Reading HyperCard stacks in 2016

HyperCard (HC) was a brilliant program that came free with every Macintosh computer from 1987 and was in development until around 2004. It made it possible to create multimedia ‘stacks’ (of cards) and was very popular with linguists. For example, Peter Ladefoged produced an IPA HyperCard stack and SIL had a stacks for drawing syntactic trees or for exploring the history of Indo-European (see their listing here). Texas and FreeText created  by Mark Zimmerman allowed you to create quick indexes of very large text files (maybe even into the megabytes! Remember this is the early 1990s). I used FreeText when I wrote Audiamus, a corpus exploration tool that let me link text and media and then cite the text/media in my research.

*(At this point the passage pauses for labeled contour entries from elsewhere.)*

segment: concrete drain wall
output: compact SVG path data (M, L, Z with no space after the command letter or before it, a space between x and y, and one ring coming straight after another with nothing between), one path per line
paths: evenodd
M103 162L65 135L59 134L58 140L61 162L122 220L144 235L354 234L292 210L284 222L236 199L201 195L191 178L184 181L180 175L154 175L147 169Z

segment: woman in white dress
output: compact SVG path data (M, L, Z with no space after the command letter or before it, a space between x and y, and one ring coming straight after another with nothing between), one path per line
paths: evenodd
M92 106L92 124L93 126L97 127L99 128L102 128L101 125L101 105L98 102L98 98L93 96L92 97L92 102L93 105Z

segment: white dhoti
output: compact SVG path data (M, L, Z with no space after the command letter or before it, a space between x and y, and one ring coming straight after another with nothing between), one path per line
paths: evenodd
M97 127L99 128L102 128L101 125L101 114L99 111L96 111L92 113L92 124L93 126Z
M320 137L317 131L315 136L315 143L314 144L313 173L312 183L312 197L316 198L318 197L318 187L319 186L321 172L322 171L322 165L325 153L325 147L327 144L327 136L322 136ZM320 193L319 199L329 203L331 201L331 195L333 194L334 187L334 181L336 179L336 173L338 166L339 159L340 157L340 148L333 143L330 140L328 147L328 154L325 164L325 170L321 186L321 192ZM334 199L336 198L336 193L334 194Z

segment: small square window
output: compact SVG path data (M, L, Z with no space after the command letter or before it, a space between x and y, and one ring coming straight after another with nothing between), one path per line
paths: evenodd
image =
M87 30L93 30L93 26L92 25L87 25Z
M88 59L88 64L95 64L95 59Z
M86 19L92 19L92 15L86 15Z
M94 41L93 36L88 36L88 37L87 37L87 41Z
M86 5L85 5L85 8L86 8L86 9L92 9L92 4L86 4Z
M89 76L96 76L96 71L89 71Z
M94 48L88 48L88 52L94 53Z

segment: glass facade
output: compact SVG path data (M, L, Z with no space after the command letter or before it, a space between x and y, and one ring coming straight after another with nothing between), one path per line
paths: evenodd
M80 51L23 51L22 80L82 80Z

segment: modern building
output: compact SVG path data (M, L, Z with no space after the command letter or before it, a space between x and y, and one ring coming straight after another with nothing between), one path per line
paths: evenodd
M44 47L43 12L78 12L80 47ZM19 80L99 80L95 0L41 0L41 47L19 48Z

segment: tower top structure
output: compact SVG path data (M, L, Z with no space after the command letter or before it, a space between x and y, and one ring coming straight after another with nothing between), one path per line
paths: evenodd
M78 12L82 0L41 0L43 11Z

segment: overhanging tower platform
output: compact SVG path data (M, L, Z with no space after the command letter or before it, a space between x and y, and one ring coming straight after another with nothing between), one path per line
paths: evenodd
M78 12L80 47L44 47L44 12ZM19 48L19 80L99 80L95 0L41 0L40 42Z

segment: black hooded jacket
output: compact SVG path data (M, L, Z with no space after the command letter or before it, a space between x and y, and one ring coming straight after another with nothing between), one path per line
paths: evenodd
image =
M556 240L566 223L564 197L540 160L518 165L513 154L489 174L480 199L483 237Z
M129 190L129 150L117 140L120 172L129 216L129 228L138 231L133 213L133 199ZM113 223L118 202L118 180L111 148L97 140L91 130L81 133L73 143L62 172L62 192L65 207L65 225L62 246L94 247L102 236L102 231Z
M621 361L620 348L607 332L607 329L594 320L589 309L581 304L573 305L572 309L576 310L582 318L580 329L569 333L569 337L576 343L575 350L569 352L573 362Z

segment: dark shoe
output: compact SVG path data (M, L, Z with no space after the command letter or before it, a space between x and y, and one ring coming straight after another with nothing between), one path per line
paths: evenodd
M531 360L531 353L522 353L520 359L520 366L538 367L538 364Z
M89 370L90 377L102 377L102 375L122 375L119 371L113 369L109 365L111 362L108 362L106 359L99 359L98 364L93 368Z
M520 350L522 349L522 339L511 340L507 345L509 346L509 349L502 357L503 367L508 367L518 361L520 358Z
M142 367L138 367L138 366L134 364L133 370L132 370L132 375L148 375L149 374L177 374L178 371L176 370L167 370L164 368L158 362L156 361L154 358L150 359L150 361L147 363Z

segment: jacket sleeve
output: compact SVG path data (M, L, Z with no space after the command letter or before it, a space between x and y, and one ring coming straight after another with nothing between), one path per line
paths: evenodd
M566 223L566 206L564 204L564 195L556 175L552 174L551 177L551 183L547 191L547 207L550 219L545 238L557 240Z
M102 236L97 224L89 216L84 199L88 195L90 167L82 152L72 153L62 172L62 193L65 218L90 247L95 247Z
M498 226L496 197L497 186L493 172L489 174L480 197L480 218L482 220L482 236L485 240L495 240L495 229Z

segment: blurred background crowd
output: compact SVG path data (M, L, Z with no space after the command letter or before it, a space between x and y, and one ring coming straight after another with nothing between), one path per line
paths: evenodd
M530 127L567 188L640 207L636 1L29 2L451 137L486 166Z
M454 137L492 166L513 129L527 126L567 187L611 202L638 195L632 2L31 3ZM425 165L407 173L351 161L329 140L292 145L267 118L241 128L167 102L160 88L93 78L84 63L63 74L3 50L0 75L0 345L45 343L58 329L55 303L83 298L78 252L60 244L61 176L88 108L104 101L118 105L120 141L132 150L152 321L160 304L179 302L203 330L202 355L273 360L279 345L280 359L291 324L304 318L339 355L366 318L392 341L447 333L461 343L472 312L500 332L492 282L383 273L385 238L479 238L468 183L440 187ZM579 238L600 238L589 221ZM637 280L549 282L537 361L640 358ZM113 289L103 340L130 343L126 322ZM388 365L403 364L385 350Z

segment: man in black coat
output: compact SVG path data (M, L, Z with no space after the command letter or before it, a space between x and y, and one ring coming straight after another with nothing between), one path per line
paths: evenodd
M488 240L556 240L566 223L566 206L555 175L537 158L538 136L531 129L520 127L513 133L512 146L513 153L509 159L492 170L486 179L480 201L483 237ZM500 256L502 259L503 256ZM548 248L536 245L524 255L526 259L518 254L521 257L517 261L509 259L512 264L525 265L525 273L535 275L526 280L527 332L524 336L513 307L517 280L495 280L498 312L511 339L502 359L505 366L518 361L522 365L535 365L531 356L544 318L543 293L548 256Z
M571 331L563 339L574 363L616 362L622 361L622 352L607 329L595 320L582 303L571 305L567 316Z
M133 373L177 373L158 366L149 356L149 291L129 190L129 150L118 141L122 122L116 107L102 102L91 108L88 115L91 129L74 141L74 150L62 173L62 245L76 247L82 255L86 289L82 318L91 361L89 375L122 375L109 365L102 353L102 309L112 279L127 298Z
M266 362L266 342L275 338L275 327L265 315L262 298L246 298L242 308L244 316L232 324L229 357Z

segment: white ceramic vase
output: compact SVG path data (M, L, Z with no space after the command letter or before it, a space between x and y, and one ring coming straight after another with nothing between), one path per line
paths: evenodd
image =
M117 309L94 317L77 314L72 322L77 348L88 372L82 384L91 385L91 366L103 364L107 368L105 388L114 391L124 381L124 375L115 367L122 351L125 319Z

My favourite HC linguistic application was J.Randolph Valentine’s Rook that presented a speaker telling an Ojibwe story (with audio), with interlinear text linked to a grammar sketch of the language. I adapted that model for a story in Warnman, told by Waka Taylor, and produced as part of a set of HC stacks called ‘Australia’s languages’ and released in 1994. This model of linking media and text was new, computers at the time were unable to deal with large media files and the first monitors were monochrome so colour was not part of the presentation. The main problem was that HC was no longer produced or supported, so the many stacks that existed had to be converted to other formats. The surviving framework for HC is LiveCode and I still run Audiamus as a LiveCode stack to give me easy access to 23 hours of transcripts. But earlier HC stacks that were not converted at the time are not playable in LiveCode.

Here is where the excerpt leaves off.